UK science 'must meet challenge' of emerging nations
By Jonathan Amos
Science correspondent, BBC News
The British government's top scientific advisory body has challenged ministers to maintain the upward trajectory in science spending.
The Council for Science and Technology published a report on Monday that sets out a vision to protect and enhance research excellence in the UK.
The panel said it was vital the competition from emerging powers, such as China and India, was met head on.
But it warned current investment had to be sustained to make this possible.
The UK's public research budget has doubled since 1997 under a 10-year framework (begun in 2004) that should see total science spending top £6bn for 2010/11.
This upward path needed to be continued into the future, said Professor Dame Janet Finch, the council's co-chair.
"Irrespective of whatever government we have in power, we need to ensure there is stability not only of research funding but also stability of purpose, direction and vision," she told BBC News.
"It is essential to do this," council member Professor Alan Hughes added. "Most of our international rivals have invested extremely heavily in boosting their investment in this area."
The council's report - A Vision for UK Research - assesses the current status of UK science and considers ways to build on past and current successes.
It acknowledges that UK research is second only to the US by most measures, but warns this position is coming under increasing threat.
The report says government needs a clear vision for investment and needs to maintain that vision across the entire research base - from the sciences right through to the arts and humanities.
It says excellence must continue to be the overriding guiding principle for funding, and that the money should go wherever excellence is found, not necessarily to a prior selection of institutions or centres.
Collaborations will be key to future success, both within the UK and beyond, it believes.
Because Britain is a small country, it will need to make partnerships to achieve the sort of critical mass required to match up to the effort being mounted by some emerging research nations.
It also wants to see funding focused more on the top people, not just on the top projects.
The council says these individuals are in the best position to react and adapt to new opportunities and trends; and the advisors make a number of recommendations on the organisation and funding of PhDs and personal support for scientists.
In addition, the council would like to see the UK work harder to draw top researchers to the country and then make it attractive for them to stay and pursue their careers long-term in Britain.

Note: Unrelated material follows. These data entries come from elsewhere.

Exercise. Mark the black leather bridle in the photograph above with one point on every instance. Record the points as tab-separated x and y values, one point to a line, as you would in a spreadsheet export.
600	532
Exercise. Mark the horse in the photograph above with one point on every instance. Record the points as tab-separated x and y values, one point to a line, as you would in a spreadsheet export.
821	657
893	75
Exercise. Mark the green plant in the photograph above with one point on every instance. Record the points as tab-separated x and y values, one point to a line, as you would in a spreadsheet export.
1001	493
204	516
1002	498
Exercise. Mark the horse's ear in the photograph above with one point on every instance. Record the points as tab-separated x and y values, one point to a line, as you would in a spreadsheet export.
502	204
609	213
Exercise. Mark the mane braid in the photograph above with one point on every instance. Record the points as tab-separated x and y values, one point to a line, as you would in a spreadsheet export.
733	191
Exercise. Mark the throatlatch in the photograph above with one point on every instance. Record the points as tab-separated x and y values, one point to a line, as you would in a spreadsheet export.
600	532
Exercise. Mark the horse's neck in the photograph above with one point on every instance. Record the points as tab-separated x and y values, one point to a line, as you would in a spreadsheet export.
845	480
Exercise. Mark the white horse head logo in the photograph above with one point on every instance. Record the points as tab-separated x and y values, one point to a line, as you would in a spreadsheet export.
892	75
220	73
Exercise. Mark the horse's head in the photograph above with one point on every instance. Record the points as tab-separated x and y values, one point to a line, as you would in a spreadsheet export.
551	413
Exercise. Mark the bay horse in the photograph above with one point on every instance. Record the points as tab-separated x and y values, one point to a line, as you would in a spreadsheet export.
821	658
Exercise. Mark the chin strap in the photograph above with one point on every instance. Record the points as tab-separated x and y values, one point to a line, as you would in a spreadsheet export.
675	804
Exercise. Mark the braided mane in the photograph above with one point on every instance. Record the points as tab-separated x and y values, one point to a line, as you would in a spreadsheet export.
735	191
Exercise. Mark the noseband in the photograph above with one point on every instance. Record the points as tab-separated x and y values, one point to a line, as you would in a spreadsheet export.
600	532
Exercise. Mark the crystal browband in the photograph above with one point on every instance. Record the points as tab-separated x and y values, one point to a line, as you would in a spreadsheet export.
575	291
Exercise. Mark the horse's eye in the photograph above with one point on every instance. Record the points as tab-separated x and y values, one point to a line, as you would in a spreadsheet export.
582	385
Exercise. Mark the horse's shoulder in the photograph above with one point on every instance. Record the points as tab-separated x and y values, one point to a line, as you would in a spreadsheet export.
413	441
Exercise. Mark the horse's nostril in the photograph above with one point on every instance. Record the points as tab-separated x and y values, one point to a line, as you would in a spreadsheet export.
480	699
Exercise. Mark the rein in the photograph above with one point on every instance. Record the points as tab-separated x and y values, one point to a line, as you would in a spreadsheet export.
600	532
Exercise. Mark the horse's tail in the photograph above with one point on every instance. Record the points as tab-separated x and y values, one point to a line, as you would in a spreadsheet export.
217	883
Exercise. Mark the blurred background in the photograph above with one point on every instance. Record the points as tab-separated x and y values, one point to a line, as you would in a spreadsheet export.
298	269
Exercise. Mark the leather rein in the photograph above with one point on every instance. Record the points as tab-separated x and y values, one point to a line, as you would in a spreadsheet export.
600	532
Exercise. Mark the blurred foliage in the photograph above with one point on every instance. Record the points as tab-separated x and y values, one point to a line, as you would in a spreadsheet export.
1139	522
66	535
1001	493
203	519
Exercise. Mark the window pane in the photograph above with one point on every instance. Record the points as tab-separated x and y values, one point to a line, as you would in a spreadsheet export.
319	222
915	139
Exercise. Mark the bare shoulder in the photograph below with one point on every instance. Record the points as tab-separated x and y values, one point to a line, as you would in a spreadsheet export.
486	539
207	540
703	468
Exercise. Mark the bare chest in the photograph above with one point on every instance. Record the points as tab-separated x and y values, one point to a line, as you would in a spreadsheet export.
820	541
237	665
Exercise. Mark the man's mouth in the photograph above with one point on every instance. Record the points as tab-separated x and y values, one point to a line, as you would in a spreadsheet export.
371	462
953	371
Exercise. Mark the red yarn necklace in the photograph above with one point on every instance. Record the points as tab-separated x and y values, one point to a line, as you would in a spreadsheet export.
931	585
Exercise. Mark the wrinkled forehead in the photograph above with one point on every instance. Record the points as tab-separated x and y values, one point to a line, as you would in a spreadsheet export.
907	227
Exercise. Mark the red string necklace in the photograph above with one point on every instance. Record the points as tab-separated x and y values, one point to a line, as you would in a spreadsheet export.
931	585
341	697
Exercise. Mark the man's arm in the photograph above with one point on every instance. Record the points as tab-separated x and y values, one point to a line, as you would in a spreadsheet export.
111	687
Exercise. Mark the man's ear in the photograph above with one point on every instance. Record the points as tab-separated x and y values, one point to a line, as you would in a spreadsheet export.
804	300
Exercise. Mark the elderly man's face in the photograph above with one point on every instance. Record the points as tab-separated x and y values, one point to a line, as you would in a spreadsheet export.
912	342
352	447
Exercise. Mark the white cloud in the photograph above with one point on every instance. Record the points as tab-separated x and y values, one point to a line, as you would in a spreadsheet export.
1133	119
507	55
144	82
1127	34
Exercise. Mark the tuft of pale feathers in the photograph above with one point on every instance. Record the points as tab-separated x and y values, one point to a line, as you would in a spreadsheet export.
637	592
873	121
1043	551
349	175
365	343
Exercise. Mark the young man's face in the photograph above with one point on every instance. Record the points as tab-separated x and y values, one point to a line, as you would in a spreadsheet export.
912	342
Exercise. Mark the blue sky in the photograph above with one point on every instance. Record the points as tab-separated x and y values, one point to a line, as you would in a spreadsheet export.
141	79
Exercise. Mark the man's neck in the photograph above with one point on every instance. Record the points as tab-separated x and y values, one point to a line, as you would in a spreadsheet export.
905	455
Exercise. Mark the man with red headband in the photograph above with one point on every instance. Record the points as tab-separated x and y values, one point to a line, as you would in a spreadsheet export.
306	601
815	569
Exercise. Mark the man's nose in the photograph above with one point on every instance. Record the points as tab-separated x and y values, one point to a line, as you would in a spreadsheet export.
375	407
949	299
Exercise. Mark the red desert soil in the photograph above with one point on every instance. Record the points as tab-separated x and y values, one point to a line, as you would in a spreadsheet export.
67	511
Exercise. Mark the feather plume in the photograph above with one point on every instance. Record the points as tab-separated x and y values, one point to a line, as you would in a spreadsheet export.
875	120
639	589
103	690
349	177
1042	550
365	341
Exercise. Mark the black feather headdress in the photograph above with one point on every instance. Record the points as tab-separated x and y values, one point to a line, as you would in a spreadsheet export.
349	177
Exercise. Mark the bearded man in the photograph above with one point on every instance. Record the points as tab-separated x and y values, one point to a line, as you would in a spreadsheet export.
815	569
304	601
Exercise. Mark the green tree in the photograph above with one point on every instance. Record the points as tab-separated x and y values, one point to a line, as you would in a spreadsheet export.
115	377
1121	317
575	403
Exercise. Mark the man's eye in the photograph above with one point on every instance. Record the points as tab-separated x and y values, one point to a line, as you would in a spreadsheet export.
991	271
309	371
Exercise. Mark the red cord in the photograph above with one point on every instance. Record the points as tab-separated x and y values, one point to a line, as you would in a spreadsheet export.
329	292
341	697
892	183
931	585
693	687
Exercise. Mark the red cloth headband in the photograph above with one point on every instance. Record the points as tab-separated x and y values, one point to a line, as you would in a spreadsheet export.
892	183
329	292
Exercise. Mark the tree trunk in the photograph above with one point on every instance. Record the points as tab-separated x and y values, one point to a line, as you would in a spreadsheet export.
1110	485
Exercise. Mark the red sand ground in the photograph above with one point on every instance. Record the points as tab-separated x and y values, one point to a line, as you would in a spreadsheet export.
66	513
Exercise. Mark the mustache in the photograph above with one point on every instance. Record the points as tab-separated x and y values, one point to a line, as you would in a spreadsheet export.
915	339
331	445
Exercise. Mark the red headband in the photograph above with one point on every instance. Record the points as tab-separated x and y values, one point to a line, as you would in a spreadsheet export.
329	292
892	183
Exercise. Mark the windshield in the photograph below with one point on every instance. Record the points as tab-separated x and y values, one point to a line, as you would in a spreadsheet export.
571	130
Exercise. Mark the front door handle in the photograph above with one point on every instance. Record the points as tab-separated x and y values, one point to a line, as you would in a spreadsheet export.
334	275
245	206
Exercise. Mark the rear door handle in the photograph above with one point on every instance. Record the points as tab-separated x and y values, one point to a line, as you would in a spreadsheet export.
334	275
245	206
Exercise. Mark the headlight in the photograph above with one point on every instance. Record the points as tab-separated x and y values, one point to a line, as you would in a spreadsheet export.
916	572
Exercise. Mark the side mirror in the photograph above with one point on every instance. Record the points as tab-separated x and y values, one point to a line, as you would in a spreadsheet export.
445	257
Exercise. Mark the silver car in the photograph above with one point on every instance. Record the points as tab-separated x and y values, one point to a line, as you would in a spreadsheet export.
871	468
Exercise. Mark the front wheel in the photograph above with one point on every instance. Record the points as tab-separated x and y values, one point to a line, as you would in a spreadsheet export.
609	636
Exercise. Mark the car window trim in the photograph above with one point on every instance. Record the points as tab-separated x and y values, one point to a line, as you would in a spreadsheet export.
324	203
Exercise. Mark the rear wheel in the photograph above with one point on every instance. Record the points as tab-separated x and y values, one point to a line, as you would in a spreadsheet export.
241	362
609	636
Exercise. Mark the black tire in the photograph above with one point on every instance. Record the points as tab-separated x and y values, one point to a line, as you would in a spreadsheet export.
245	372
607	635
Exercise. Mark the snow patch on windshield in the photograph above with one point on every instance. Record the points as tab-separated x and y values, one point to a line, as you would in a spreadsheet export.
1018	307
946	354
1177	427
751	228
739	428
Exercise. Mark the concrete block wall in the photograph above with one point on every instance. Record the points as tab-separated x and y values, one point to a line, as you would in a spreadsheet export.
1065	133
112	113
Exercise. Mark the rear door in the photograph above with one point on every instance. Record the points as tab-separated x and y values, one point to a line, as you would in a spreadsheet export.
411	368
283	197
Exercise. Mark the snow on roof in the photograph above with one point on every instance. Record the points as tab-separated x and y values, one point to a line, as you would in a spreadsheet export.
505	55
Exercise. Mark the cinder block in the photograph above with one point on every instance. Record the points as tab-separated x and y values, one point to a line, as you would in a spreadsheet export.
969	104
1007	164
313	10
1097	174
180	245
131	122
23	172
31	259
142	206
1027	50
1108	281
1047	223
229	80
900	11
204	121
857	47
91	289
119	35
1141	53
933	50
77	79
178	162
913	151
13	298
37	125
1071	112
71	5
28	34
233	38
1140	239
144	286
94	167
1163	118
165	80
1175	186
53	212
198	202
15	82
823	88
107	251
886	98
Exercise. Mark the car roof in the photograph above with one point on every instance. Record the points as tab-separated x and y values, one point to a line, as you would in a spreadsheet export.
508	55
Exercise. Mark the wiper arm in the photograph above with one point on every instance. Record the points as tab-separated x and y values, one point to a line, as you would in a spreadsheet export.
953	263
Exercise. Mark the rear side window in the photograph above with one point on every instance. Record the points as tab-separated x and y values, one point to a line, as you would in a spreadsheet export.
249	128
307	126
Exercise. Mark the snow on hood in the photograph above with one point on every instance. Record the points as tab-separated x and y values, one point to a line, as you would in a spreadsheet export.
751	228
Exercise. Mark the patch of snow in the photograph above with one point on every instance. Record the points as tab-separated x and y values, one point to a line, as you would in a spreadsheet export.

And the council believes government needs to improve the links between basic and applied research (although it prefers the terms "upstream" and "downstream"), to maximise the economic returns from scientific endeavour.
RECENT ECONOMIC STIMULI
US: Doubling basic science spend 2006-16, plus a $21bn R&D boost
China: $860m R&D investment to help Chinese companies
Germany: 500m euros for transport research; 900m euros for collaborative R&D in SMEs
France: 750m-euro boost for higher education and research
"The more powerful and successful our research base is, the more it is an effective magnet for international mobile R&D to locate in the UK," said Professor Hughes. "And that leads to well being in terms of creation of new activities and jobs in the UK."
The report says it should be easier for researchers to move between academia and business.
Dr Hermann Hauser, the renowned Cambridge science entrepreneur, has been working with the council on this issue.
He commented: "Having worked in the area for a long time now, it is clear there is only one method for transferring knowledge out of R&D departments into companies, and that is by transferring people. Knowledge has feet and walks out of laboratories into company research organisations."
To make this happen, he favours setting up "intermediate organisations", along the lines of the German Fraunhofer Society, which support translational activity with funding from both the private and public sectors.
Responding to the council's report, Nick Dusic for the Campaign for Science & Engineering said: "The report lays out a strong case for continued investment in science engineering during this economic downturn and through the forthcoming election. And it's extremely important that all the political parties respond to the recommendations in this report and set out their vision for science and technology."